Adorable bookworm Nodoka graces the front cover of volume six, and finally content to do more than hide under her bangs. In fact, the 601 episodes are where a lot of the characters finally show the viewer what they’re made of. This volume is worth putting in and watching all the episodes in rapid-fire order instead of breaking the episodes up. The story flows just that well from one episode to the next. None of the episodes are particularly lengthy, so there’s no real good reason to break them up. With the “big death” hitting a rather unlikely but well-selected candidate, shock fills the classroom as each of the remaining girls who were closest to the victim suffers her own version of guilt and personal anguish. Negi, as the last one to see the victim alive is especially tormented by the death as his students try to bravely soldier onwards and put together a musical and run things in his increasingly visible absence. Even secondary characters are visibly affected by the tragic happenings of Class 2-A and the tone quickly takes a 180 turn from the light hearted birthday party that closes out the first episode.

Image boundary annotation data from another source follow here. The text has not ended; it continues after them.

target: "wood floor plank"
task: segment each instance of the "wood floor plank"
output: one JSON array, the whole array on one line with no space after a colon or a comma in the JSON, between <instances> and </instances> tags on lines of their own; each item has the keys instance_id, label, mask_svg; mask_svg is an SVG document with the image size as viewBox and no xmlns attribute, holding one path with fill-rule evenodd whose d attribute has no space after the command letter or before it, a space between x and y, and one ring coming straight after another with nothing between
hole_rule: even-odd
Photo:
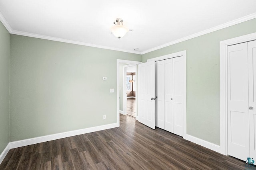
<instances>
[{"instance_id":1,"label":"wood floor plank","mask_svg":"<svg viewBox=\"0 0 256 170\"><path fill-rule=\"evenodd\" d=\"M38 170L40 168L42 160L42 153L36 153L31 155L29 160L29 170Z\"/></svg>"},{"instance_id":2,"label":"wood floor plank","mask_svg":"<svg viewBox=\"0 0 256 170\"><path fill-rule=\"evenodd\" d=\"M15 148L14 152L12 154L6 167L10 169L16 169L18 166L19 162L22 156L23 149L25 147L20 147Z\"/></svg>"},{"instance_id":3,"label":"wood floor plank","mask_svg":"<svg viewBox=\"0 0 256 170\"><path fill-rule=\"evenodd\" d=\"M10 149L0 170L256 170L120 115L120 127Z\"/></svg>"}]
</instances>

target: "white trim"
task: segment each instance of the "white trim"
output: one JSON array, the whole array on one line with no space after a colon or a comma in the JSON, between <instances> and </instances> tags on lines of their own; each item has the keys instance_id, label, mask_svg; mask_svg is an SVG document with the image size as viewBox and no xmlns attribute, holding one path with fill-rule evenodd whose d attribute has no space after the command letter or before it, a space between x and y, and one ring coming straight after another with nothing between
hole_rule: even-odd
<instances>
[{"instance_id":1,"label":"white trim","mask_svg":"<svg viewBox=\"0 0 256 170\"><path fill-rule=\"evenodd\" d=\"M217 145L211 143L210 142L188 134L186 135L184 139L190 142L192 142L193 143L196 143L206 148L214 150L214 151L219 153L221 152L220 147Z\"/></svg>"},{"instance_id":2,"label":"white trim","mask_svg":"<svg viewBox=\"0 0 256 170\"><path fill-rule=\"evenodd\" d=\"M8 143L6 146L6 147L5 147L5 149L4 150L3 152L2 152L1 154L0 154L0 164L3 162L4 159L8 153L8 152L9 152L9 150L10 150L10 144Z\"/></svg>"},{"instance_id":3,"label":"white trim","mask_svg":"<svg viewBox=\"0 0 256 170\"><path fill-rule=\"evenodd\" d=\"M256 33L220 42L220 152L228 154L227 69L228 46L256 39Z\"/></svg>"},{"instance_id":4,"label":"white trim","mask_svg":"<svg viewBox=\"0 0 256 170\"><path fill-rule=\"evenodd\" d=\"M122 115L124 114L124 111L123 111L122 110L119 110L119 113L122 114Z\"/></svg>"},{"instance_id":5,"label":"white trim","mask_svg":"<svg viewBox=\"0 0 256 170\"><path fill-rule=\"evenodd\" d=\"M10 33L12 32L13 30L11 26L10 26L10 25L9 25L9 23L7 22L7 21L1 12L0 12L0 21L3 23L4 25Z\"/></svg>"},{"instance_id":6,"label":"white trim","mask_svg":"<svg viewBox=\"0 0 256 170\"><path fill-rule=\"evenodd\" d=\"M238 23L241 23L242 22L244 22L250 20L252 20L255 18L256 18L256 13L252 14L250 14L248 16L245 16L243 17L240 18L238 19L228 22L223 24L220 25L216 27L213 27L212 28L206 29L202 31L199 32L198 33L196 33L190 35L188 35L184 38L182 38L180 39L174 41L173 41L170 42L170 43L168 43L166 44L164 44L162 45L152 48L149 50L146 50L145 51L142 52L141 53L141 54L144 54L146 53L154 51L155 50L158 50L159 49L160 49L169 46L170 45L173 45L175 44L177 44L177 43L180 43L181 42L184 41L186 41L194 38L195 38L196 37L207 34L208 33L218 31L223 28L226 28L227 27L230 27L230 26L234 25L237 24Z\"/></svg>"},{"instance_id":7,"label":"white trim","mask_svg":"<svg viewBox=\"0 0 256 170\"><path fill-rule=\"evenodd\" d=\"M3 15L0 12L0 21L2 21L6 29L8 30L10 33L12 34L16 34L20 35L23 35L28 37L33 37L35 38L40 38L42 39L48 39L49 40L55 41L57 41L67 43L70 43L72 44L78 44L82 45L85 45L89 47L93 47L96 48L100 48L104 49L108 49L112 50L117 51L119 51L125 52L127 53L130 53L134 54L137 54L140 55L143 55L148 53L149 53L159 49L160 49L166 47L168 47L171 45L173 45L177 43L180 43L185 41L188 40L192 38L195 38L197 37L199 37L201 35L202 35L204 34L206 34L208 33L210 33L212 32L214 32L216 31L218 31L220 29L221 29L223 28L226 28L227 27L230 27L230 26L234 25L237 24L239 23L241 23L243 22L246 21L252 20L256 18L256 13L253 13L251 14L248 15L246 16L240 18L236 20L231 21L229 22L228 22L226 23L223 24L221 24L216 27L213 27L212 28L203 31L201 32L199 32L197 33L196 33L191 35L188 35L187 37L181 38L179 39L177 39L173 41L170 42L169 43L164 44L158 47L156 47L154 48L152 48L151 49L142 52L135 51L129 51L125 50L120 49L117 49L114 47L111 47L107 46L104 46L102 45L97 45L96 44L90 44L89 43L86 43L84 42L76 41L75 41L69 40L65 39L63 39L61 38L56 38L52 37L50 37L45 35L40 35L36 34L33 34L32 33L27 33L26 32L20 31L19 31L14 30L12 29L11 27Z\"/></svg>"},{"instance_id":8,"label":"white trim","mask_svg":"<svg viewBox=\"0 0 256 170\"><path fill-rule=\"evenodd\" d=\"M34 145L42 142L58 139L67 137L82 135L85 133L96 132L118 127L117 123L102 125L95 127L89 127L82 129L70 131L66 132L56 133L33 138L28 139L21 141L12 142L9 143L10 149L18 148L25 146Z\"/></svg>"},{"instance_id":9,"label":"white trim","mask_svg":"<svg viewBox=\"0 0 256 170\"><path fill-rule=\"evenodd\" d=\"M132 50L126 50L122 49L118 49L117 48L112 47L110 47L105 46L104 45L98 45L96 44L91 44L90 43L86 43L83 42L77 41L76 41L70 40L62 38L56 38L53 37L50 37L46 35L43 35L40 34L34 34L32 33L29 33L26 32L20 31L19 31L13 30L11 33L12 34L16 34L19 35L23 35L26 37L32 37L34 38L40 38L41 39L47 39L48 40L54 41L56 41L62 42L63 43L69 43L70 44L77 44L78 45L84 45L86 46L92 47L93 47L100 48L104 49L107 49L111 50L115 50L116 51L125 52L126 53L132 53L134 54L141 55L141 52L136 51Z\"/></svg>"},{"instance_id":10,"label":"white trim","mask_svg":"<svg viewBox=\"0 0 256 170\"><path fill-rule=\"evenodd\" d=\"M120 63L126 63L126 64L138 64L142 63L141 61L131 61L130 60L120 60L118 59L116 60L116 88L117 89L120 89L119 84L119 67ZM136 76L137 78L137 76ZM117 124L119 127L120 123L120 117L119 115L119 110L120 109L120 101L119 100L119 97L120 94L120 90L116 90L117 92L116 93L116 109L117 109ZM138 109L138 108L137 108Z\"/></svg>"},{"instance_id":11,"label":"white trim","mask_svg":"<svg viewBox=\"0 0 256 170\"><path fill-rule=\"evenodd\" d=\"M167 55L163 55L162 56L160 56L158 57L153 58L153 59L148 59L147 60L147 62L148 62L150 61L159 61L160 60L165 60L166 59L182 56L185 56L186 57L186 50L184 50L181 51L177 52L177 53L168 54Z\"/></svg>"},{"instance_id":12,"label":"white trim","mask_svg":"<svg viewBox=\"0 0 256 170\"><path fill-rule=\"evenodd\" d=\"M151 61L159 61L160 60L165 60L166 59L170 59L172 58L177 57L178 57L183 56L184 57L184 64L185 64L185 72L184 76L183 78L183 82L185 84L184 89L184 94L185 94L184 97L184 108L183 108L184 110L183 117L183 136L184 137L187 134L186 129L187 129L187 123L186 123L186 115L187 115L187 92L186 92L186 51L184 50L181 51L179 51L177 53L173 53L172 54L168 54L167 55L163 55L162 56L158 57L153 58L152 59L148 59L147 60L147 62L148 62Z\"/></svg>"}]
</instances>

Ready to make a deal with the devil himself, desperation features highly as the little professor searches for a way to bring his student back. Soon all the girls are inadvertently drawn into Negi’s plan and all the girls team up to help Negi face his toughest challenges yet. True to the series, a kiss may just make the difference in how the class faces the past, manages the present, and possibly changes the future as they know it.
Definitely stick around after the credits roll for the absolute finale sequence (the ‘ending’ is fine, but the last scene wraps things up). While it doesn’t bring the entire series to a conclusion, it does bring this particular story arc to an end and leaves the opportunity open for more. If the creators of Negima! are smart, they will let the series stop here. Too much Negima! is definitely a bad thing.
For the final volume of Negima! the “schoolgirl” commentary is done by the director (he also plays the ermine) and one of the actresses whose character plays a crucial role in the remaining episodes. It is less interesting than the other commentaries sprinkled through the series. However, Negima! wraps it up in style, staying true to the sweet and charming premise while simultaneously tackling the darker sides of guilt and desperation.
This is the disc that everything has been building up to, leaving the series in better condition than it was found in.
The art in this volume is actually better in a few places and looks a bit more stylized. However, it’s still pretty average looking and not a style everyone will warm up to.